Introduction

Under section 7(1)(a) of the Matrimonial Proceedings and Property Ordinance (Chapter 192 of the Laws of Hong Kong) (the "MPPO"), when deciding what orders to make in a divorce, the court will take into account, among other things, the income, earning capacity, property and other financial resources which each of the parties to the marriage has or is likely to have in the foreseeable future. According to section 4(1) MPPO, the court may make a number of orders on granting a decree of divorce including periodic payments and lump sums specified.

In divorce proceedings, the court looks into the financial resources of the parties in order to determine the appropriate ancillary relief to be granted where third party assistance to the parties was involved. The general principles governing this issue are now laid down in the judgement by the Court of Final Appeal in KEWS v NCHC (2013) 16 HKCFAR 1 (the "KEWS Case").

Background

The husband and the wife in the KEWS Case were married in the year 2000. They did not have any children. The husband had incredible qualifications, including a Harvard degree in 1998 and an Executive MBA degree from a prestigious business school in 2010. The wife was unable to work due to sickness and the husband did not work for most of the years during their marriage to care for her. The husband was from a rich and well-known family in Hong Kong. The parents of the husband provided financial support to both of them during the marriage.

Eventually, the husband and the wife separated in 2006. After separation, parents of the husband continue to support the husband financially, allowing him to live a high standard of living despite having little assets of his own. In 2008, the husband filed a petition for divorce based on two years' separation according to section 11A(2)(d) of the Matrimonial Causes Ordinance (Chapter 179 of the Laws of Hong Kong). The issue was whether, and if so the extent to which, the third party's resources form part of the Financial Resources of the husband under section 7(1)(a) of the Ordinance.

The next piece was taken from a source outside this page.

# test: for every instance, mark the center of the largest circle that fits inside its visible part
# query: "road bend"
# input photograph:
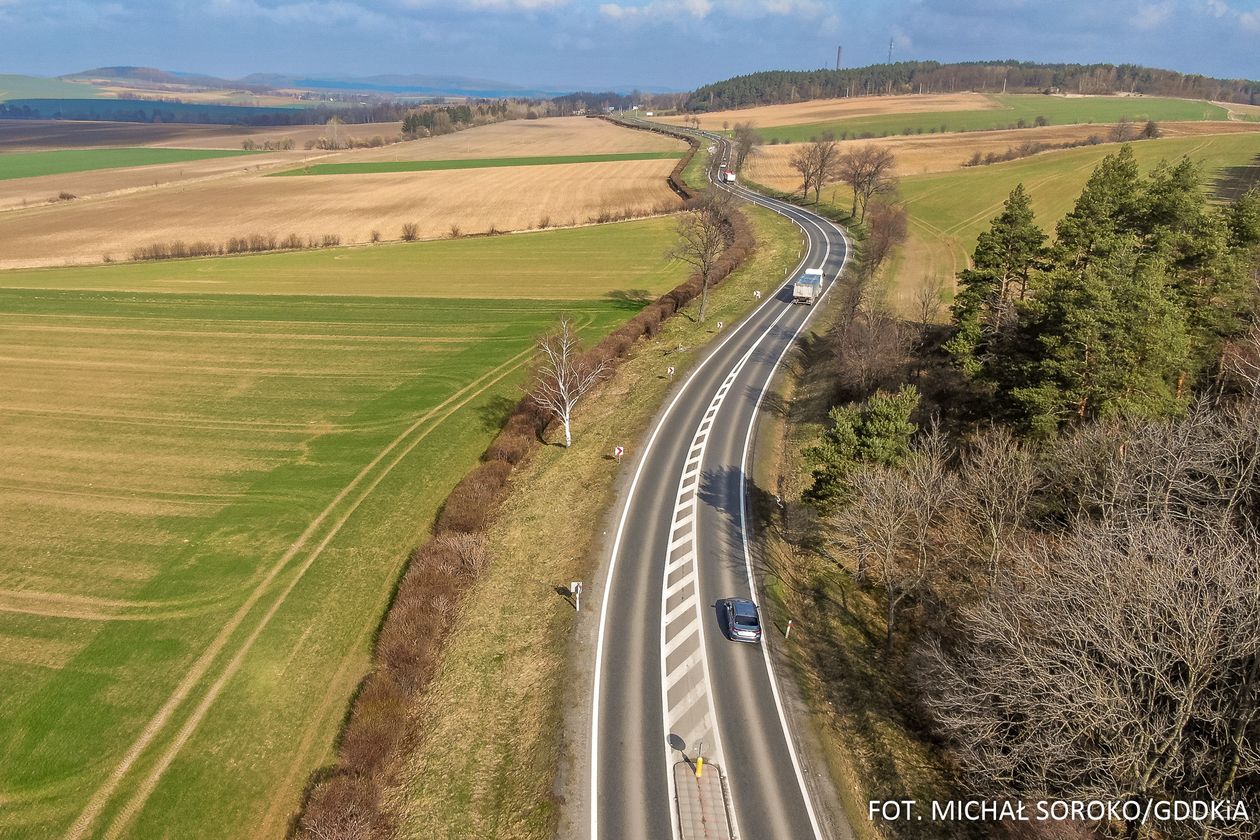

The Family Court ordered that the husband should make periodic payments of $14,000 per month (which would be increased to $21,000 at the end of 2010). The Court of Appeal varied the decision of the lower court and held that parental support to the husband should be taken into account. The husband was ordered by the Court of Appeal to pay to the wife periodic payment of $42,500 per month and a lump-sum payment of $1.5 million. The husband appealed against the Court of Appeal's decision.

The Law

In terms of identification of the assets, s.7(1)(a) of the MPPO includes "other financial resources", which means the court may take into account financial resources which the husband and the wife have no legal entitlement to and financial resources which a party presently has or likely to have in the foreseeable future.

Therefore, when there is third party financial assistance, the court will ask 2 evidential questions, namely:

(1) What is the extent of the financial assistance provided by the third party to the husband or the wife?

(2) What is the likelihood of such financial assistance continuing in the foreseeable future?

The court looks at what the party actually has and will reasonably be made available to him if a request for assistance were to be made. Past conduct is a useful guide for determining what may occur in the foreseeable future. When it is likely that the financial assistance will continue in the future, it will be taken into account in the computation of that party's overall financial resources.

In relation to the concept of judicious encouragement, it has led to confusion and the court advises against using such term in the future. Normally, court orders would only apply to parties to the litigation rather than non-parties. Therefore, the court would not impose orders to require third parties to provide financial resources to a divorcing party if the evidence suggests that they would not do or were unlikely to do so.

Decision

The Court of Final Appeal considered the following material facts when deciding what ancillary relief orders should be made:

(1) there was evidence suggesting that the husband would be getting a significant increase in salary at the end of the year, from a monthly salary of $14,000 to around $30,000-$40,000;

(2) the EMBA qualification obtained by the husband put him in a strong position in terms of earning capacity; and

(3) the parents of the husband had generously supported the husband and the wife during marriage and the support towards husband has continued after the separation. There was no reason to believe such support will discontinue.

The appeal was therefore dismissed and the court held that the periodic payment of $42,500 and a lump-sum payment of $1.5 million from husband to the wife were both correct orders.

Conclusion

The principle laid down in the KEWS case clarifies the scope of financial resources under s.7(1)(a) MPPO. As it has become more common for husband and wife, especially newlywed, to receive financial support from parents, it is believed that disputes of this kind may become more common in the future.